CS代写 ITB260 / ITN260

ECOMMERCE SITE DEVELOPMENT ITB260 / ITN260

Queensland University of Technology

Copyright By PowCoder代写 加微信 powcoder

Text, Web And Media Analytics
Text Classification

a university for the

Classification introduction
Text classification application
Classifiers
Naïve Bayes Classifier
Vector Space Classification

Rocchio classification
Feature Selection
Evaluating Classifiers

a university for the

1. Classification introduction
Classification (a.k.a categorization) is the process of classifying big data into categories by using classifiers learned from training samples.
Classification problem can be
A “binary” classification problem If there are exactly two classes;
A “multi-class” problem if there are more than two classes and each data object (e.g., a document) falls into exactly one class or
A “multi-label categorization” problem if a data object (e.g., document) may have more than one associated category in a classification scheme.
The process of classification generally consists of the feature selection, classification model (classifier) development and classification evaluation tasks.

a university for the

Classification vs.

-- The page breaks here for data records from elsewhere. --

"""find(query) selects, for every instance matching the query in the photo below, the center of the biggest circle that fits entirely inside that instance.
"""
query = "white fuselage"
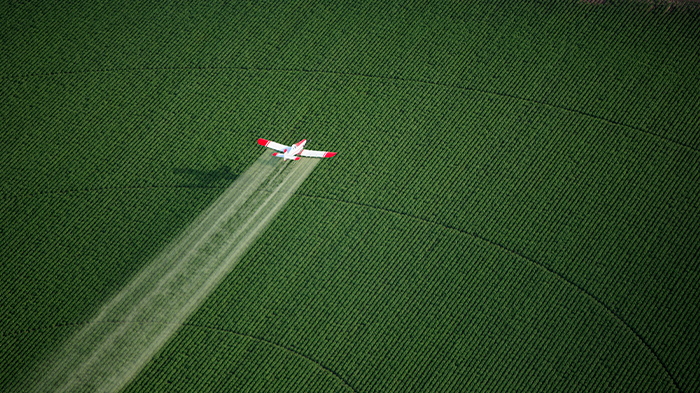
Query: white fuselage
(290, 153)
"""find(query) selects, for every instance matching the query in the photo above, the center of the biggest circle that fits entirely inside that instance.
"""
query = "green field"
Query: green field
(515, 206)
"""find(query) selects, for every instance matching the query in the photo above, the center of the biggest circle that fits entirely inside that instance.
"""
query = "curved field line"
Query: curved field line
(560, 276)
(213, 328)
(369, 76)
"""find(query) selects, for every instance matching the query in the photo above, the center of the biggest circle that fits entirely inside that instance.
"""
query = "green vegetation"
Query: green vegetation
(514, 206)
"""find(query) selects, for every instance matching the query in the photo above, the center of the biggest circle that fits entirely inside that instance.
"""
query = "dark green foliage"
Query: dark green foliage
(514, 206)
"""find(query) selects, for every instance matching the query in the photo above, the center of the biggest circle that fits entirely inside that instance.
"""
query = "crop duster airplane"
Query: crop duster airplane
(290, 152)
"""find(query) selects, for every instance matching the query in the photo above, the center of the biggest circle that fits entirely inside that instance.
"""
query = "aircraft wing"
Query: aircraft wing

Clustering
Machine Learning Methods
Supervised learning – infers a classifier of functions from labelled training data.
Semi-supervised learning – assumes a small training set and it intends to enlarge the small training set by using some unlabeled data.
Unsupervised learning – learns patterns from unlabelled data.
Classification and clustering are classical pattern recognition / machine learning problems
Classification
Asks “what class does this item belong to?”
Supervised learning task
Clustering
Asks “how can I group this set of items?”
Unsupervised learning task
Items can be documents, queries, emails, entities, images, etc.
Useful for a wide variety of search engine tasks

a university for the

Document Classification
Document classification is to assign a document to one or more classes or categories.
The documents to be classified may be texts, images, music, etc.
When not otherwise specified, text classification is implied.
Documents may be classified according to their subjects (contents) or other attributes (or meta-data, such as document type, author, printing year etc.)
The content-based approach
The class assigned to a document is based on subjects (topics) in the document.
The request-based approach
The class assigned to a document is based on “relevance”, i.e., the anticipated request from users is influencing how documents are being classified.  It is targeted towards a particular audience or user group.
The statistical approaches for categorization
It uses machine learning methods to learn automatic classification rules based on human-labelled training documents.

a university for the

2. Text Classification Application
Classification is widely used for dealing with big data.
Example applications
Spam detection
Sentiment classification
Semantic classification of advertisements
Many others not covered here!

a university for the

Spam, Spam, Spam
Classification is widely used to detect various types of spam
There are many types of spam
Adding links to message boards
Link exchange networks
Link farming
URL term spam
Phrase stitching

a university for the

Spam Detection
Useful features
Formatting (invisible text, flashing, etc.)
Misspellings
IP address
Different features are useful for different spam detection tasks
Email and web page spam are by far the most widely studied, well understood, and easily detected types of spam
Assassin is an intelligent email filter to identify spam.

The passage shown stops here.